Bisnis.com, JAKARTA – Volume impor kertas daur ulang (KDU) sepanjang 2020 mengalami penurunan. Adapun, penurunan volume impor tersebut dinilai dapat berdampak pada sebagian besar produk manufaktur jika terus berlanjut tahun depan.
Asosiasi Pulp dan Kertas Indonesia (APKI) mendata volume impor KDU sepanjang 2020 turun sekitar 5 persen secara tahunan menjadi 3 juta ton.
Adapun, KDU yang dicatat APKI berdasarkan empat pos tarif, yakni 4704.12.00 (skrap kertas karton kraft), 4707.20.00 (skrap kertas dari pulp kimia), 4707.30.00 (skrap kertas dari pulp mekanik), dan 4707.90.00 (skrap kertas tidak disortir).

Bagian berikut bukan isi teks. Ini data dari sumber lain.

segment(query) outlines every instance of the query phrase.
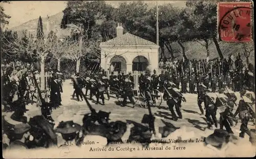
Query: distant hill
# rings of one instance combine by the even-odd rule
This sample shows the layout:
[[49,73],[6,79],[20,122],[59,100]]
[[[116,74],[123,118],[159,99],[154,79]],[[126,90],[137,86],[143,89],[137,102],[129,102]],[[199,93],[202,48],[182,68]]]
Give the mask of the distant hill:
[[[56,14],[50,16],[50,30],[53,30],[54,26],[60,25],[63,13],[60,12]],[[43,25],[43,31],[46,30],[46,17],[41,17]],[[38,22],[38,18],[26,22],[21,25],[12,28],[11,30],[16,31],[18,35],[22,35],[23,31],[27,30],[28,31],[33,32],[33,30],[36,31],[37,28],[37,23]]]

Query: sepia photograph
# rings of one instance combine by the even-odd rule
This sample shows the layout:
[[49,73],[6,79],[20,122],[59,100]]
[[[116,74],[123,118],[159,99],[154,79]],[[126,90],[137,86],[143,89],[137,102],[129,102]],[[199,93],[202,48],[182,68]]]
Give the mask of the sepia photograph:
[[255,156],[252,1],[0,9],[4,158]]

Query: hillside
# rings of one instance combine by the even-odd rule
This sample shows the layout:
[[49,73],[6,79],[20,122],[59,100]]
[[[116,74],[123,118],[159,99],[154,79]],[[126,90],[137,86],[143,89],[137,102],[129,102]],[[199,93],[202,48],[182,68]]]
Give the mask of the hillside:
[[[55,25],[59,25],[60,24],[63,14],[63,12],[60,12],[50,16],[50,30],[53,30]],[[41,16],[44,27],[43,30],[46,30],[46,16],[47,15],[45,15],[45,16],[43,15]],[[23,30],[36,30],[37,28],[38,20],[38,18],[30,20],[21,25],[12,28],[11,30],[17,31],[18,35],[21,35],[20,34],[22,34]]]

"Penurunan impor salah satunya disebabkan oleh kebijakan teknis importasi KDU yang diperketat, salah satunya yakni persyaratan bukti eksportir terdaftar [BET]," kata Direktur Eksekuti APKI Liana Bratasida kepada Bisnis, Senin (21/12/2020).
Dari keempat pos tarif tersebut, penurunan terbesar terjadi pada impor skrap kertas tidak disortir atau turun sebesar 97 persen menjadi 14.361 ton. Tahun lalu, volume impor skrap kertas tidak disortir mencapai 511.578 ton.
Namun demikian, volume impor skrap kertas karton kraft naik 17 persen secara tahunan menjadi 2,6 juta ton. Selain itu, volume impor skrap kertas dari pulp mekanik naik 6 persen menjadi 360.766 ton.
Baca Juga
Adapun, pada kuartal IV/2020 volume impor KDU turun sebesar 10 persen menjadi 759.852 ton. Liana menyampaikan setiap pabrikan kertas telah memiliki strategi masing-masing dalam menghadapi penurunan volume impor KDU tersebut.
Liana menjelaskan persyaratan BET tersebut menjadi polemik lantaran sebagian kedutaan besar di negara asal impor belum bisa mengesahkan BET yang diperlukan. Pasalnya, pemerintah pusat masih menggodok prosedur standar pengesahan BET tersebut.
Alhasil, Liana menyampaikan importasi KDU sepanjang 2020 terhambat. Pada akhirnya, ketentuan BET harus ditunda menjadi dimulai per 1 Januari 2021 karena tidak bisa diimplementasikan saat ini.
"Harapannya ketersediaan bahan baku kertas tetap terjamin. [Pasalnya] jika terjadi kenaikan harga kertas coklat [KDU] yang digunakan sebagai kemasan, maka akan berdampak pula bagi industri terkait, seperti makanan dan minuman, elektronika, dan logistik," katanya.